Naar aanleiding van het verschijnen van de YouTube-video is nader onderzoek gedaan
                     ter beantwoording van de volgende vragen:
                  
1. Is, na de vrijlating van de betrokken Afghaan op 25 april 2010, met de Australische
                           eenheden gedeeld dat hij niet langer verdacht werd van (betrokkenheid bij) de aanslag
                           op de twee mariniers op 17 april 2010?
                        
2. Was deze mededeling aan de Australiërs destijds een standaard procedure die het Field
                           Humint Team hanteerde?
                        
3. Beschikten de Australische eenheden over eigen inlichtingeninformatie bij het oppakken
                           van de betrokken Afghaan op 10-11 mei 2010?
                        
Onafhankelijk toezicht en advies
De ADR heeft de zoekslag van Defensie naar het vermeende rapport in het papieren en
                     digitaal missie-archief becommentarieerd en een auditrapport uitgebracht. De aanbevelingen
                     uit het rapport hebben betrekking op het plan van aanpak, de uitvoering en het eindverslag
                     van deze zoekslag. Deze aanbevelingen zijn door Defensie, tijdens de uitvoering van
                     de zoekslag, geadresseerd en ter harte genomen ten behoeve van toekomstig onderzoek.

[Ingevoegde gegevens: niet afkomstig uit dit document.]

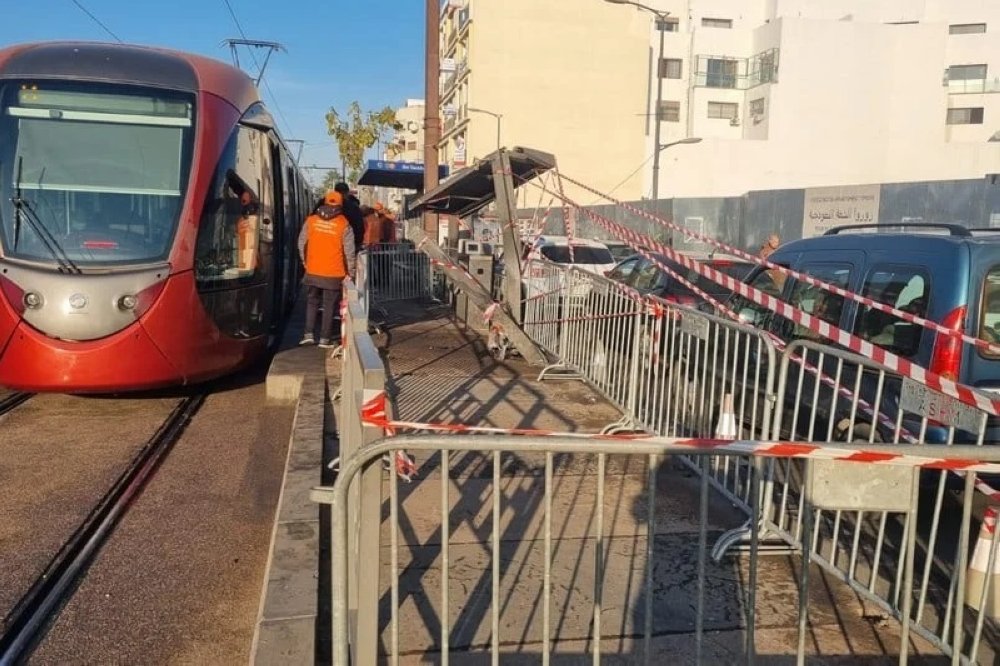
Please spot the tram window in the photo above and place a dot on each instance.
(104, 169)
(228, 245)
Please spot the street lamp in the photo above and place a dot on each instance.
(691, 139)
(661, 18)
(498, 116)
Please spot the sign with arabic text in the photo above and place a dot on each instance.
(829, 207)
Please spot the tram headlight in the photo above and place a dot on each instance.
(32, 300)
(127, 302)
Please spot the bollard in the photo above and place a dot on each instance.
(726, 427)
(978, 576)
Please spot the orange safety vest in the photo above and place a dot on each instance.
(325, 246)
(246, 230)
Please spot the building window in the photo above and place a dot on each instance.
(967, 29)
(670, 111)
(716, 23)
(725, 110)
(671, 68)
(967, 72)
(968, 116)
(721, 73)
(669, 24)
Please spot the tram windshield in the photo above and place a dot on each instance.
(91, 174)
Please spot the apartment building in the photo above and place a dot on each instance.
(800, 93)
(556, 75)
(407, 143)
(782, 93)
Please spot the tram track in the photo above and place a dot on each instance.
(13, 400)
(26, 624)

                     Daarnaast is op aangeven van de ADR een aanvullende zoekslag in zip-bestanden uitgevoerd,
                     die vervolgens door de ADR is becommentarieerd.
                  
Het Nederlands Instituut voor Militaire Historie (NIMH) heeft toegezien op de uitvoering
                     van de interviews en is betrokken geweest bij de totstandkoming van het interviewprotocol.
                     Het NIMH heeft geen tekortkomingen geconstateerd ten aanzien van de uitvoering van
                     de interviews.
                  
Resultaat zoekslag naar vermeende rapport en onderzoek naar de melding
Ten aanzien van de zoekslag naar het vermeende rapport stel ik, op grond van de bevindingen
                     uit de verschillende onderzoekssporen, vast dat:
                  
– het vermeende rapport niet is teruggevonden in het bij Defensie beschikbare papieren-
                           en digitaal archief;
                        
– hoewel aannemelijk wordt geacht dat het vermeende rapport daadwerkelijk is opgesteld,
                           dit niet met zekerheid kan worden vastgesteld;
                        
– Australië is overgegaan tot een aanvullend feitenonderzoek naar de casus;
– de VS geen informatie heeft gevonden over de voorliggende casus.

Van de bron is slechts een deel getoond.